Brick slides his eyes to the rearview mirror, Switchblade shaking his head, his gun out of sight. I keep my hands away from my shorts, not even contemplating trying to shoot my way out.
At a red light Brick sniffs the air, powers down a window.
“Didn’t I tell you?” Switchblade volunteers from behind. “White people smell like dog when they wet.”
“Yeah, well, this dog smells like he peed hisself.”
“It’s patchouli,” I say.
“It’s bitch pussy what it is. Now, roll down your window and shut the fuck up.”
One-oh-four Cabot is a refurbished brownstone off Dudley Square, the longtime heart of Boston’s black community and a stone’s throw from Junior White’s, Boston’s funkiest record store and one of my original accounts. My father hooked me up with that connect, having never made the switch off vinyl.
We park out front, Brick mugging full-faced to the security camera mounted inside a clear Plexiglas box before using his own set of keys to unl
ock the double front doors. They sandwich me up two flights of stairs and through another locked door into a bright loft-style apartment with wide plank wood floors and three windows offering views of the square. There’s a large oak desk in the far corner, centered on a bright Persian carpet. Crates of albums line the brick walls, a familiar-looking DJ’s turntable, red headphones, and stacks of speakers massed on the opposite side. The muscular black man behind the desk looks familiar too, but it takes me a second to place him this far out of context.

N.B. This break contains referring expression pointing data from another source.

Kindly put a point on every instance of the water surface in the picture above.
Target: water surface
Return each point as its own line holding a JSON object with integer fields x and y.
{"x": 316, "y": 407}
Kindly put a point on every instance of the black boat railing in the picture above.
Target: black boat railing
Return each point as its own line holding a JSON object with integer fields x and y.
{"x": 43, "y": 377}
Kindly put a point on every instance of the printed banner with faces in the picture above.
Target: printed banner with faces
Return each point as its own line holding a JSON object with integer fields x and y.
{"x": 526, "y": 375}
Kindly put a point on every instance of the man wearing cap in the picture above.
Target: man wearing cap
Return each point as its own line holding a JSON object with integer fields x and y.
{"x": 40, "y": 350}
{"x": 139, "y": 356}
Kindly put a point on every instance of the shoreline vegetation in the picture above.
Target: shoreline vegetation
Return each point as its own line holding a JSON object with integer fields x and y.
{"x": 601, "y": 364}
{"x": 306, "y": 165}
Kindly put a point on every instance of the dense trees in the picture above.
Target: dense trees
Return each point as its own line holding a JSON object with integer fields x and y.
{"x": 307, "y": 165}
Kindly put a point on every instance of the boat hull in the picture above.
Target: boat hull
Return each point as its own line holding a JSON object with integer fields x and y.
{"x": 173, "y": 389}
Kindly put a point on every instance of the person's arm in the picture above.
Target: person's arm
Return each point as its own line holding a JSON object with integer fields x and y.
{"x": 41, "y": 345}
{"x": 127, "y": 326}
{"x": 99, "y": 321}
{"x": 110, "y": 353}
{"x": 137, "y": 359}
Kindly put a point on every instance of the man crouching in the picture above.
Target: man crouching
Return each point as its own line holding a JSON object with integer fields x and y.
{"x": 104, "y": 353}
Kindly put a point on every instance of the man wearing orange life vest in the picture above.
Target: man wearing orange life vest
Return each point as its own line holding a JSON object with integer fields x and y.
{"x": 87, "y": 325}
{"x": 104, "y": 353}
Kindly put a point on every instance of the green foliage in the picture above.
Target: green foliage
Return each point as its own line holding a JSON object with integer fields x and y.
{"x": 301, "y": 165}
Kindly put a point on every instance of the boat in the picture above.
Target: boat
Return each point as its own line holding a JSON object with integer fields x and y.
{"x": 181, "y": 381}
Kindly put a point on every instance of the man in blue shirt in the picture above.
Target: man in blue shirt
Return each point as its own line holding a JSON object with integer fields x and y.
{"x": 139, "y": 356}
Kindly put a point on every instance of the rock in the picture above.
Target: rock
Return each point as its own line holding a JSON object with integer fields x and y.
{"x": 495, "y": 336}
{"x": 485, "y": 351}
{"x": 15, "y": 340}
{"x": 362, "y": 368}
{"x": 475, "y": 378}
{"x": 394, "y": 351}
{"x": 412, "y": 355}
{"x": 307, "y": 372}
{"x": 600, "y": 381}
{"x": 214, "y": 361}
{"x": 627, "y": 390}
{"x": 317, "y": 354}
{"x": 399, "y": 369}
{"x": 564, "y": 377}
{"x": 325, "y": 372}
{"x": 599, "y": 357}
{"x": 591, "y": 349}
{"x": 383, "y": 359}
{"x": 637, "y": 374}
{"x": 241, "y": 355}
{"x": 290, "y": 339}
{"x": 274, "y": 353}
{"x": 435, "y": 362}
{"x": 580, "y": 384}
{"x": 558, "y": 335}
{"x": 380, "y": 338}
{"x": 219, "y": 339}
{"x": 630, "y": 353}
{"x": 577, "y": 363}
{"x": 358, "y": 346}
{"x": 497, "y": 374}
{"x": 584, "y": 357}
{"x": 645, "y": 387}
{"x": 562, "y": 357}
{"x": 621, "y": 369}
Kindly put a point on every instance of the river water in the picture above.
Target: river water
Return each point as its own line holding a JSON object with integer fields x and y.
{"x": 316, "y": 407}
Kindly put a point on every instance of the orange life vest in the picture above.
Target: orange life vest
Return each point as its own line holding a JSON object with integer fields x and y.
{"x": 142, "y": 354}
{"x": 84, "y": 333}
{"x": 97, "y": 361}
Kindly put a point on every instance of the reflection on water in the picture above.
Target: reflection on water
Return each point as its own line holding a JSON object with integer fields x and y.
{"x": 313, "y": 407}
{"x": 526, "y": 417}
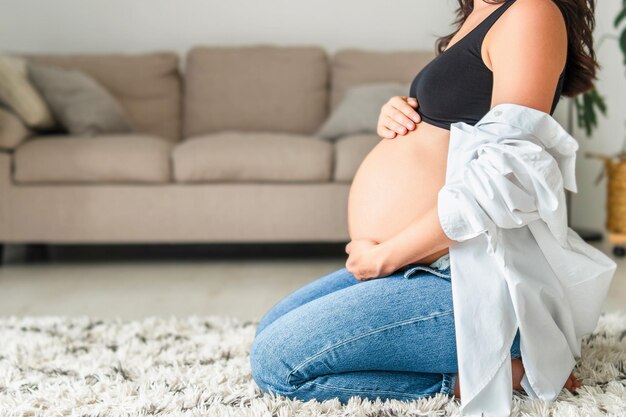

“Darryl?” I say. Brick and Switchblade look at each other quickly. “Man, I can’t tell you how happy I am to see you. Nice place. Yours?”
“Zesty.” Darryl runs his hands over his face. He shakes his head but not as an answer to my question. “Really, C?”
“You told us scoop the nigga that lost the money. What we do? Here’s the nigga.”
“O?”
“Like he said.”
Darryl says, “This ain’t him. He looks like him, I’ll grant you that, but this ain’t him. You don’t recognize this white boy? For real, C? From the courts at the Y…? All white muthafuckas look alike to you?”
“Gunner?” Brick says tentatively, shooting Switchblade a crushing what’d I tell you? look.
“There you go,” Darryl says expansively. “Gunner. Nigga never saw an outside shot he didn’t like.”
“What can I say, I’m always open.”
“Right! You a beneficiary of the black man’s conundrum. Cover you tight and you drill from twenty feet; make your man look foolish and he’s gonna hear it from his teammates. Leave you wide open and you drill from twenty; black man just lazy but we all lazy from time to time. Mind you, I ain’t talkin’ about myself,” Darryl says with a smile.
“He got handle?” Switchblade shows some renewed interest now, maybe trying to picture me with a basketball in my hands.